I recently rediscovered what appears to be all that Vandercook put out as a manual for the 317 model. There are several still in use so I scanned the sheet and put it on flickr:

http://www.flickr.com/photos/53177163@N00/sets/72157639415208743/

and as time permits, I’ll add more material on Vandercooks that I scan from the original Vandercook files and records.

Fritz

 

2 thoughts on “Vandercook 317 Instructions”

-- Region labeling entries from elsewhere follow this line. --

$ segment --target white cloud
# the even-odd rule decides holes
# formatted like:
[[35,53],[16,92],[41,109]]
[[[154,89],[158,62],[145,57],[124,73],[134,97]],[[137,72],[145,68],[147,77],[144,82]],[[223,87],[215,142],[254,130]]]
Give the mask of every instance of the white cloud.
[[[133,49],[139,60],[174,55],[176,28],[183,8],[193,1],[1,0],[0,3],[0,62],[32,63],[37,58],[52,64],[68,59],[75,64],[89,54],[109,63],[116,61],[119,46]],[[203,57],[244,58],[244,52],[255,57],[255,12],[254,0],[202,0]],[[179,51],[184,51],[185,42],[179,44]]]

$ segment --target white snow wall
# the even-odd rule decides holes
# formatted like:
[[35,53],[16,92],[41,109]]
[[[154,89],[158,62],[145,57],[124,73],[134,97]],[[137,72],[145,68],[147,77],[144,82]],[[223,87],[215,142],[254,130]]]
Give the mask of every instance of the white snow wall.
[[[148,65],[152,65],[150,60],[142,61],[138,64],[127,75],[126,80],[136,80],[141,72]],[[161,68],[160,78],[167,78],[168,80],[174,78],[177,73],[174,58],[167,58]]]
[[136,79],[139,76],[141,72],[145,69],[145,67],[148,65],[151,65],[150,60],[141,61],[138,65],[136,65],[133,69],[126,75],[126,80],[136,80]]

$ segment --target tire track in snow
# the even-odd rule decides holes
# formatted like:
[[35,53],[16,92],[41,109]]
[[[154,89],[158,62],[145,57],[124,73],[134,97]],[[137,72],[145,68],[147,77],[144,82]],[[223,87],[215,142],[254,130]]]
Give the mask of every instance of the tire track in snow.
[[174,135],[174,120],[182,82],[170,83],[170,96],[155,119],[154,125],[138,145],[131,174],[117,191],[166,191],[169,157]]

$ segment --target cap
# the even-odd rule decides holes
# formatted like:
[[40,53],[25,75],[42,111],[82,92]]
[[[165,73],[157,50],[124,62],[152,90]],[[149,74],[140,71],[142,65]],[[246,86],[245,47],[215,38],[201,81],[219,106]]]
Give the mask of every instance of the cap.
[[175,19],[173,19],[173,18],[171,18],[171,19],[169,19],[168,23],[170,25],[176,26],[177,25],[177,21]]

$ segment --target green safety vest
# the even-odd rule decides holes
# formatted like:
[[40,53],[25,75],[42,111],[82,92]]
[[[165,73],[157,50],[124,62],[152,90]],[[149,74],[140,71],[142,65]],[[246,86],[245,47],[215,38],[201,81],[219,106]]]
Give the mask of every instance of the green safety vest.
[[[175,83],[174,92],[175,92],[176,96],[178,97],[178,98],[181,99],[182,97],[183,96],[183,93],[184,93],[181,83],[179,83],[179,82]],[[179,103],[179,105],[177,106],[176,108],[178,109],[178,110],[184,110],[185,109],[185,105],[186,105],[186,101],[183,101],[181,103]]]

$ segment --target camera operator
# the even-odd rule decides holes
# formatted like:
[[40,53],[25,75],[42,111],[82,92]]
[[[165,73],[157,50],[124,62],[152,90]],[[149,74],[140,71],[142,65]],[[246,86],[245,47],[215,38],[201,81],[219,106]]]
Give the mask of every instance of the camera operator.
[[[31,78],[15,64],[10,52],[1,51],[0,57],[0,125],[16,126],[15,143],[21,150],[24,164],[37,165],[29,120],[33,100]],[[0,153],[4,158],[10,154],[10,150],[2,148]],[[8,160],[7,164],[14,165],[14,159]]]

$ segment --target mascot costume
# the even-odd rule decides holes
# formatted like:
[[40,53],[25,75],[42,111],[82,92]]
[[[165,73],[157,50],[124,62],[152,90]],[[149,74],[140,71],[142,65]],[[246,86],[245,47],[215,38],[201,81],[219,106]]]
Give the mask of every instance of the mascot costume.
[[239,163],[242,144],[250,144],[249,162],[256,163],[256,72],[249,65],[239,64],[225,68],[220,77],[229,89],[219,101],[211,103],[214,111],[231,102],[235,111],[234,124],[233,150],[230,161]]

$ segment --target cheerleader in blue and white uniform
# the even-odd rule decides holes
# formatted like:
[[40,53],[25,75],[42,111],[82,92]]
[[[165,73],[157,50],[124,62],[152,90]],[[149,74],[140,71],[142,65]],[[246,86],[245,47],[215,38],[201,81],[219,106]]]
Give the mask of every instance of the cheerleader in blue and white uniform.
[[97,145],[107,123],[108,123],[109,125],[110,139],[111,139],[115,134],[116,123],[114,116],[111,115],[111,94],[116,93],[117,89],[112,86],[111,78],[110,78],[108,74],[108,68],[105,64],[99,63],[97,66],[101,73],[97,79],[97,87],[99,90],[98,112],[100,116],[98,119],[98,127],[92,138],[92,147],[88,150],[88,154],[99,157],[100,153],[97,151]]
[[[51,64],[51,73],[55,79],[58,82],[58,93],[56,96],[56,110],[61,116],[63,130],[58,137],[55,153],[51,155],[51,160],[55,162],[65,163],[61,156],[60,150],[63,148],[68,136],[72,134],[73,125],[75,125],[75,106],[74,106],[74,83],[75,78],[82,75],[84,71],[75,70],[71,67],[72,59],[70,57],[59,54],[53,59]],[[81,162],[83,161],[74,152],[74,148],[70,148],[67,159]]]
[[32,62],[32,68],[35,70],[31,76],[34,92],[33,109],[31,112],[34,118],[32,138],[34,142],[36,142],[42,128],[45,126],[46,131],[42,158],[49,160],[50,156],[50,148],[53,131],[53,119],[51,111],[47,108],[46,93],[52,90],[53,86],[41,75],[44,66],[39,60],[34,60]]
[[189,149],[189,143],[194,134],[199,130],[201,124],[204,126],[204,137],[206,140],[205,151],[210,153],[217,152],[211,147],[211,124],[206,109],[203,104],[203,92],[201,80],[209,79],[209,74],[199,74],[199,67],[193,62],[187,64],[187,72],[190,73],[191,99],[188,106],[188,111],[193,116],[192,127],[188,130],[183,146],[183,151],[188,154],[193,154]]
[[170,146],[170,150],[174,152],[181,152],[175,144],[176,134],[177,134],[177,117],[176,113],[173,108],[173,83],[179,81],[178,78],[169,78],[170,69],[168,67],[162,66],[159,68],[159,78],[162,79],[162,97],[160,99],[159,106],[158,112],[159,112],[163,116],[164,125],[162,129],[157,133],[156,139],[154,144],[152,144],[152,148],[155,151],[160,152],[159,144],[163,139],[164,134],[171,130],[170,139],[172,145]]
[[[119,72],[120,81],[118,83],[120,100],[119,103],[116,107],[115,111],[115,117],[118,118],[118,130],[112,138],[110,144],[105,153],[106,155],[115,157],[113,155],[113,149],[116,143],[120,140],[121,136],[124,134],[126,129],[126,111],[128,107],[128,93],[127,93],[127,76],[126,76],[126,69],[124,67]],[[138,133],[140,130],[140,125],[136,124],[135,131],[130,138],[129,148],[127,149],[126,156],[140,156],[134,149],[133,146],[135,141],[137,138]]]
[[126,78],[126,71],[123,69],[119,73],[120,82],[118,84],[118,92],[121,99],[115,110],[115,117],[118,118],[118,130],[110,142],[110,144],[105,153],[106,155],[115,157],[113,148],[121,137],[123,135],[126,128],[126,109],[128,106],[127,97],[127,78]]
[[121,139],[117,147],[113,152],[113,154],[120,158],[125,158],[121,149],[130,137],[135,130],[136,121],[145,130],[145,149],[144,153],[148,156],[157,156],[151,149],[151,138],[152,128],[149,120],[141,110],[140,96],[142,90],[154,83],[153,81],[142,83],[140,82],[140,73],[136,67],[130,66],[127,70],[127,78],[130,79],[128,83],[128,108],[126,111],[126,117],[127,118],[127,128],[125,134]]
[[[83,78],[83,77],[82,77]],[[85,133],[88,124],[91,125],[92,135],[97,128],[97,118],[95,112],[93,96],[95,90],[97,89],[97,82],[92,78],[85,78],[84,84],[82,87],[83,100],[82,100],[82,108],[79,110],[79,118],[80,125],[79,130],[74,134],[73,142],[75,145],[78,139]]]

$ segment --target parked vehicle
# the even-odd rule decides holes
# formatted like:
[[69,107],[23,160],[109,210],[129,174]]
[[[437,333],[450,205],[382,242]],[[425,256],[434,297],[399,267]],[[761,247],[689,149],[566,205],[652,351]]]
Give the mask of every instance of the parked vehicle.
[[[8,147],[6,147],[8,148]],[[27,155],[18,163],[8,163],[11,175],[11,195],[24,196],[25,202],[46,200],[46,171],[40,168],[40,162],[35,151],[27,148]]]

  1. Well, golly. Be involved in something for almost 60 years and some of it is bound to rub off. My situation is one of arrested development. I became fascinated in letterpress and when I trooped off to college to study printing, much to my horror, the emphasis had shifted to teaching offset and related photomechanical processes. I had to adapt to the rapidly changing scene, but didn’t like it. I made my professional years go by working with all the offset crap, but would sneak in whatever letterpress work I could. As an estimator, I was given a lot of the junk jobs to work on and I turned most of them into letterpress jobs that would otherwise have been lost to offset as we still had a very viable letterpress department, geared towards election printing.

    But that was all falling apart in the 1960s when I did an exit from the commercial world and moved to the mountains–to a town with a letterpress printed weekly newspaper and job shop, and even the local railroad used steam engines. Since 1970, I have lived in a self-induced time warp that has been very comfortable, though annoying things like computers and the internet have drilled into my sense of well being. All these years I maintained my own letterpress shop started when I was 13, and except for the stuff I destroyed through use or by accident, I still have my first press and font of type from Kelsey, and everything else. I could have remained content with that situation, but no, I responded to one of Hal Sterne’s first ads for NA Graphics and that lead to the purchase of his company in 1996 and its removal to Silverton. That put me on square one as I now had to answer questions and come up with product. I had been a user of Vandercooks, but never paid attention to the mechanics or maintenance. The first question thrown at me about a Vandercook question puzzled me as my reaction was something like “these things break?” Now going on 18 years in the supply business and I admit that I am still learning. Paul Moxon can attest that the reading material in my guest bedroom is a stack of Inland Printers, as why would anyone want to read anything else?

    One side benefit of being in the supply business is never running out of line gauges–they are all over the place.

    Fritz

  2. Fritz,

    thanks for sharing all you know about vandercooks and letterpresses more generally. You are a true resource (and treasure) for all those who are interested in preserving real presses and the printing process!